Minimum Essential Medium (MEM) and fetal bovine serum (FBS) were obtained from Gibco BRL (Grand Island, NY). Goat anti-rabbit HO-1 polyclonal antibody and goat anti-mouse β-actin monoclonal antibody were purchased from Stressgen (Stressgen, Victoria, Canada) and Chemicon (Chemicon, Temecula, CA). Anti-Nrf2, anti-mouse, and anti-rabbit IgG-conjugated horseradish peroxidase (HRP) were purchased from Santa Cruz Biotechnology (Santa Cruz, CA). Nrf2 small interfering RNA (siRNA) and its transfection kit were obtained from Ambion (Austin, TX). Anti–caspase-3 (35 and 17 kDa), anti–phospho-ERK (extracellular signal–regulated kinase) (p44/p42), anti–phospho-JNK (c-Jun N-terminal kinase) (Thr183/Tyr185), anti–phospho-p38 (Thr180/Tyr182), anti–phospho-Akt (ser473), and the related control antibodies were purchased from Cell Signaling Technology (Berverly, MA), fluorescein isothiocyanate (FITC)–conjugated Annexin V and propidium iodide (PI) for flow cytometry were purchased from MBL (Nagoya, Japan). All other chemicals were purchased from Sigma-Aldrich (St Louis, MO) unless otherwise stated.
Cell culture.
A mouse neuroblastoma cell line, Neuro 2A, has been widely used to investigate the neurotoxic effects of various compounds and their associated mechanisms (Johnson et al., 2005; Lepage et al., 2005; Lin et al., 2006). Neuro 2A cells were obtained from Bioresource Collection and Research Center, Taiwan. Neuro 2A cells were cultured in MEM supplemented with 10% FBS, 50 U/ml of penicillin, and 50 µg/ml of streptomycin. Cells were kept in an atmosphere composed of 5% CO2/95% O2 at 37°C. During glucose deprivation, cells were cultured in Earle's Balanced Salt Solution.
Cell viability assay.
Approximately 5000 Neuro 2A cells were grown in 100 µl of 10% FBS-supplemented MEM medium in 96-well flat-bottomed plates overnight. Treated cells were exposed to simvastatin (50µM) that was dissolved in dimethyl sulfoxide (DMSO) before being added to the medium. Cell viability was analyzed by the MTT [3-(4,5-dimethyl-2-thiazolyl)-2,5-diphenyl-2H-tetrazolium bromide] (Sigma) assay in three replicates. After 2 days in culture, attached cells were incubated with MTT (0.5 mg/ml, 3 h) and subsequently solubilized in DMSO. The absorbancy at 490 nm was then measured using a microplate reader.
Immunocytochemistry.
The Neuro 2A cells were fixed with 4% paraformaldehyde and permeabilized with EtOH/CH3COOH (95:1). After being blocked with 5% bovine serum albumin, the fixed cells were incubated with anti–HO-1 antibody. The specimens were then incubated with secondary antibody conjugated with fluorescein and viewed under a Nikon TE300 fluorescence microscope.
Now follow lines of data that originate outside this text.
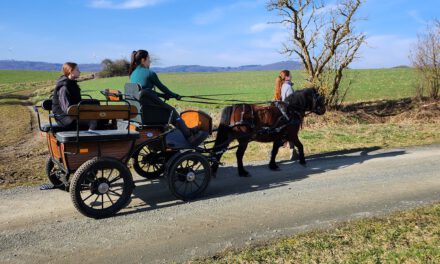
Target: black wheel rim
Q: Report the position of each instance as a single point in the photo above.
(189, 178)
(51, 170)
(148, 163)
(102, 188)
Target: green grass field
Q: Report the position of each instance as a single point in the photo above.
(12, 76)
(366, 85)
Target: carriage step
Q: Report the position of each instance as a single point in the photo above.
(47, 186)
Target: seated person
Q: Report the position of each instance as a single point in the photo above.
(141, 74)
(67, 93)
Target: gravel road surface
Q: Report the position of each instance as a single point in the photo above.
(43, 226)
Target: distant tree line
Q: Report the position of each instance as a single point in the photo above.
(114, 68)
(425, 57)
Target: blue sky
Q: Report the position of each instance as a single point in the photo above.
(176, 32)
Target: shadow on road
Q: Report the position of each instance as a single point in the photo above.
(155, 194)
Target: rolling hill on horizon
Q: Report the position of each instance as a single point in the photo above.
(46, 66)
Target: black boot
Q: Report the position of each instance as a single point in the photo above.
(180, 124)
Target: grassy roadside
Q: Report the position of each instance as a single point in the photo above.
(411, 236)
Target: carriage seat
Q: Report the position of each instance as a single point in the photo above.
(54, 128)
(97, 112)
(96, 136)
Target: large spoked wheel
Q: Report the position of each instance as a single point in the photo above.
(148, 162)
(188, 175)
(101, 187)
(51, 173)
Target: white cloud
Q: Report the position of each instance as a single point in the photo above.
(273, 41)
(219, 12)
(383, 51)
(414, 14)
(209, 17)
(260, 27)
(124, 4)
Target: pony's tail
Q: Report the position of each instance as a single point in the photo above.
(225, 118)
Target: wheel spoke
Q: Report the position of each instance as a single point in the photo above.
(115, 193)
(88, 197)
(93, 174)
(115, 179)
(181, 174)
(108, 196)
(186, 186)
(111, 171)
(195, 182)
(85, 187)
(200, 164)
(97, 197)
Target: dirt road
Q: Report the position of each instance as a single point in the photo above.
(42, 226)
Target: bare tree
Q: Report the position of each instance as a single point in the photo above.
(323, 37)
(425, 58)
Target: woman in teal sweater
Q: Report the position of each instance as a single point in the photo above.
(141, 74)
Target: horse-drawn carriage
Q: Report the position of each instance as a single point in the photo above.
(92, 165)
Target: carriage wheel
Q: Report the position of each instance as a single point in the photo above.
(147, 162)
(51, 173)
(101, 187)
(188, 175)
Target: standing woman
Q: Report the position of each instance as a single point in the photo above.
(141, 74)
(283, 88)
(67, 93)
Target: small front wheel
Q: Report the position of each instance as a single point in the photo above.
(101, 187)
(188, 175)
(148, 162)
(51, 173)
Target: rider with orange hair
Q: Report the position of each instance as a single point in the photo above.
(282, 80)
(283, 88)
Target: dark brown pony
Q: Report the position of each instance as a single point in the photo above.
(266, 123)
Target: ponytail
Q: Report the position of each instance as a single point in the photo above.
(278, 83)
(136, 59)
(132, 63)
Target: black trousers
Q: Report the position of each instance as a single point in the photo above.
(148, 97)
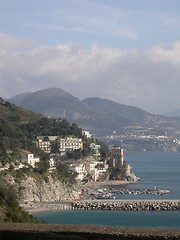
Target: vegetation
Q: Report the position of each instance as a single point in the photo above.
(19, 129)
(10, 211)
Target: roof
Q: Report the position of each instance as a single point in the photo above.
(26, 152)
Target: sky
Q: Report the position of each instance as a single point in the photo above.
(127, 51)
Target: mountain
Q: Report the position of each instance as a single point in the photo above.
(100, 116)
(175, 113)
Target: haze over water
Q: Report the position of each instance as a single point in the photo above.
(160, 170)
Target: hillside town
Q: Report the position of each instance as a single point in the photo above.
(89, 169)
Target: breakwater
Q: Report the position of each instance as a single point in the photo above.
(128, 205)
(26, 231)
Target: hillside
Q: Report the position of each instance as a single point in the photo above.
(18, 130)
(100, 116)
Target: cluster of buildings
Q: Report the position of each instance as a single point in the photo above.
(88, 169)
(62, 145)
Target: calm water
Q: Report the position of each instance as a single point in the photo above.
(160, 170)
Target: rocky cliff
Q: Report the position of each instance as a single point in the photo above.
(32, 190)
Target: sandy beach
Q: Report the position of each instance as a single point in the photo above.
(107, 183)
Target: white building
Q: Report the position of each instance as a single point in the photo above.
(86, 133)
(70, 144)
(28, 158)
(44, 145)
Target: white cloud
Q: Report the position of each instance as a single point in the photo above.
(12, 42)
(146, 78)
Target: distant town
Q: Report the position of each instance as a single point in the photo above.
(134, 138)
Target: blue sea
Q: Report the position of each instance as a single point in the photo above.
(156, 170)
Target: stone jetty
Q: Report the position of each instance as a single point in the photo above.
(128, 205)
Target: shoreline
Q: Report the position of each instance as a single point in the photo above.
(43, 207)
(109, 183)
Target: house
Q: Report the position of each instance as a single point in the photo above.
(86, 133)
(69, 144)
(28, 158)
(95, 148)
(44, 144)
(80, 169)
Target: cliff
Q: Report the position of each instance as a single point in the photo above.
(49, 190)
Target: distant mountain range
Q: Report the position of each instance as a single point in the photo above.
(99, 116)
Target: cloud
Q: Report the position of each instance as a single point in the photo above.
(146, 78)
(12, 42)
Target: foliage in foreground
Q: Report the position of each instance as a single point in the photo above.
(10, 211)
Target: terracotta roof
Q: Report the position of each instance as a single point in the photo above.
(26, 152)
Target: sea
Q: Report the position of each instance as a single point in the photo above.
(157, 170)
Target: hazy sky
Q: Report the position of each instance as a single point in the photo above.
(127, 51)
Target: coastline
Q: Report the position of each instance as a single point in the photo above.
(108, 183)
(123, 204)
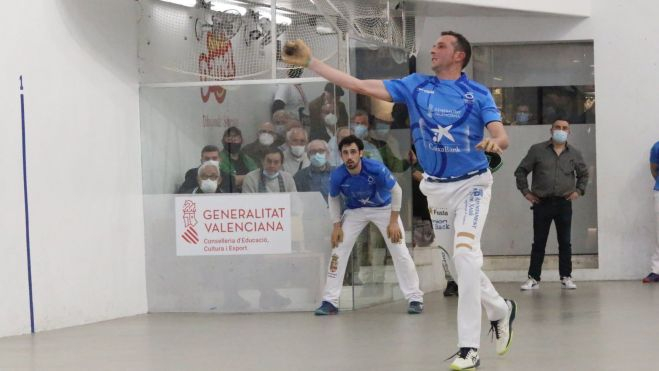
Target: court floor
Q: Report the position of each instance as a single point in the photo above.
(599, 326)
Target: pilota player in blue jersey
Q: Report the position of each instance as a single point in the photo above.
(370, 193)
(449, 114)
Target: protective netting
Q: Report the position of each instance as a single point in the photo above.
(235, 39)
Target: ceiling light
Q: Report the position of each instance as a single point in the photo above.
(189, 3)
(223, 7)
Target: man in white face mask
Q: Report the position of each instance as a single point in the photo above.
(295, 156)
(559, 176)
(209, 179)
(326, 111)
(270, 178)
(265, 138)
(208, 153)
(315, 178)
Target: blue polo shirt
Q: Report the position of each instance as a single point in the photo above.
(654, 159)
(370, 188)
(448, 118)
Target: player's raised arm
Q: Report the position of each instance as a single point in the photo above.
(498, 140)
(298, 53)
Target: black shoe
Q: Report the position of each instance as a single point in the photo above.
(451, 289)
(415, 307)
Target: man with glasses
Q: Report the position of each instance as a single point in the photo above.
(265, 138)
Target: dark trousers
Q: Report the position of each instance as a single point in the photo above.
(558, 210)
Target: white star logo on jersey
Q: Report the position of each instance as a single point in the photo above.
(365, 201)
(441, 132)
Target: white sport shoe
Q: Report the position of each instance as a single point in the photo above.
(566, 283)
(467, 359)
(530, 284)
(503, 328)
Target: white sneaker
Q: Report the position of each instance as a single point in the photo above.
(503, 328)
(467, 359)
(566, 283)
(530, 284)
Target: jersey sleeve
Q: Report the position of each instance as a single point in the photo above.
(654, 154)
(489, 110)
(385, 179)
(335, 188)
(399, 89)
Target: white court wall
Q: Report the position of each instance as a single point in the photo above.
(580, 8)
(625, 76)
(79, 60)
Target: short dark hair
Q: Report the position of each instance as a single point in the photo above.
(272, 149)
(462, 44)
(210, 148)
(334, 89)
(350, 139)
(231, 131)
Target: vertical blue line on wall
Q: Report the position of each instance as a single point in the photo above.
(27, 212)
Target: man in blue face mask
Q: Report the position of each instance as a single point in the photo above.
(315, 178)
(560, 176)
(270, 178)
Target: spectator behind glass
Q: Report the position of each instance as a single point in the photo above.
(210, 179)
(315, 178)
(232, 159)
(328, 104)
(335, 154)
(208, 153)
(265, 138)
(291, 97)
(653, 276)
(295, 156)
(281, 119)
(360, 126)
(270, 178)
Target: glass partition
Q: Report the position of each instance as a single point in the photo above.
(373, 274)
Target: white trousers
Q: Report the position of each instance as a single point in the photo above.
(354, 221)
(655, 257)
(458, 211)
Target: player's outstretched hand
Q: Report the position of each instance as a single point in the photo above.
(393, 232)
(489, 145)
(296, 53)
(337, 236)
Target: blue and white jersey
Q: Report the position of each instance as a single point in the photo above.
(654, 159)
(448, 120)
(370, 188)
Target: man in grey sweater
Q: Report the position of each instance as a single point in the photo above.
(559, 176)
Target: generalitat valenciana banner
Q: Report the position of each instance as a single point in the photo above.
(235, 224)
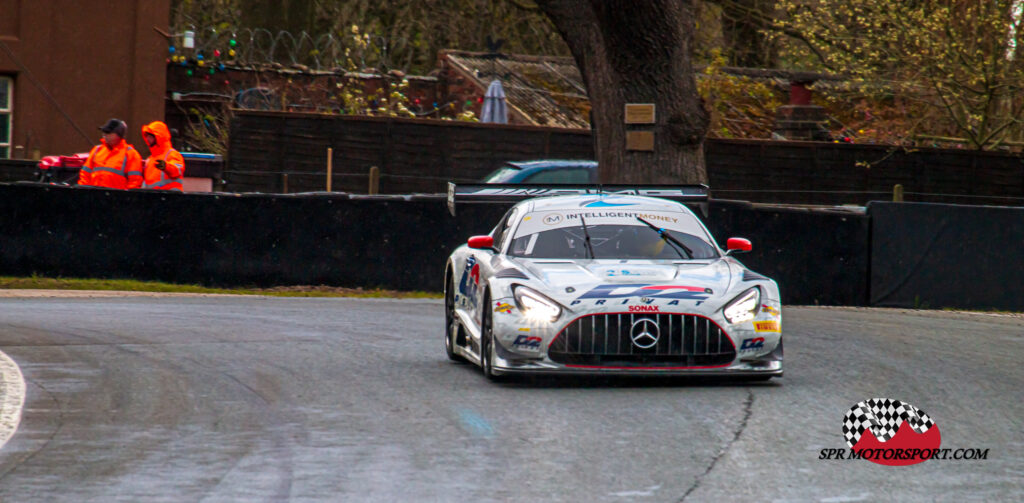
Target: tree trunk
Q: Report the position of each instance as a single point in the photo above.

Analysis of HO-1 messenger RNA levels.
Using semiquantitative reverse-transcription polymerase chain reaction (RT-PCR) analysis, HO-1 messenger RNA (mRNA) analysis was performed in cells treated with simvastatin and/or glucose deprivation in the presence or absence of Nrf2 siRNA. The primer sets for detecting mouse HO-1 were sense primer, 5'-ATGGAGCGCCCACAGCTC-3', and antisense primer, 5'-GTGGGGCCCATACCAGAA-3'. Three rodent 21-mer Nrf2 siRNA oligonucleotide were used as follows: 5'-GGACUAUGAGCUGGAAAAAtt-3' (no. 68333), 5'-GCCGCUUAGAGGCUCAUCUtt-3' (no. 156499), 5'-GCCGCUUAGAGGCUCAUCUtt-3' (no. 156500), with targeted sequences corresponded to bp 365–383, 1012–1030, and 1552–1570 of the Nrf2-coding region, respectively. Subsequently, the most effective target no. 156499 was used in the experiment for knocking-down Nrf2 expression. Transfection with the control glyceraldehyde 3-phosphate dehydrogenase (GAPDH) siRNA nucleotide obtained from Ambion (catalog number AM4624) with successful knock-down of GAPDH transcript was used to verify high efficiency of delivery of the oligonucleotide into the cells. Neuro 2A cells were plated in 24-well plates at 6 x 104 cells and transfected with a Nrf2 siRNA in concentrations of 10, 30, and 50nM or with a scramble control nonsilencing silencer siRNA (catalog number AM4611, Ambion) using a lipofectamine reagent mixed with 560 µl of Opti-MEM I (Invitrogen) according to the manufacturer's instructions. Total RNA, which was extracted from treated cells by applying 500 µl of RNAzol directly onto the cells with the addition of DNase digestion steps, was measured by measuring absorption at 260/280 nm, and subjected to RT-PCR analysis. Total RNA was reverse transcribed using oligo dT primers and RNase H reverse-transcriptase (Superscript II; Invitrogen) with 1 µg total RNA per sample. Quantification of HO-1 mRNA content was performed using a charge-coupled device camera (FluorChem 8900 imaging system; Alpha Innotech, San Leandro, US). The intensity of each signal spot was transformed into digital data with auto-background subtraction during spot density analysis using AlphaEaseFC software.
Immunoblotting.
Fifty micrograms of cell lysate was resolved on 10% sodium dodecyl sulfate–polyacrylamide gels. After electrophoresis, the proteins were electrotransferred to polyvinylidene difluoride membranes, blocked with 5% skim milk in Tween-20/phosphate-buffered saline, and incubated with the appropriate antibodies: anti–HO-1 (1:2000), anti–phospho-ERK, anti-ERK, anti–phospho-JNK, anti-JNK, anti–phospho-p38, anti-p38, anti–phospho-Akt, anti-Akt, anti-Nrf2, and anti–caspase-3 (1:1000). Anti-Nrf2 antibody was used in the blotting with nuclear extracts. The blots were then incubated with HRP-conjugated secondary antibodies. The protein bands were measured with FluorChem 8900 imaging system and the AlphaEaseFC software described above.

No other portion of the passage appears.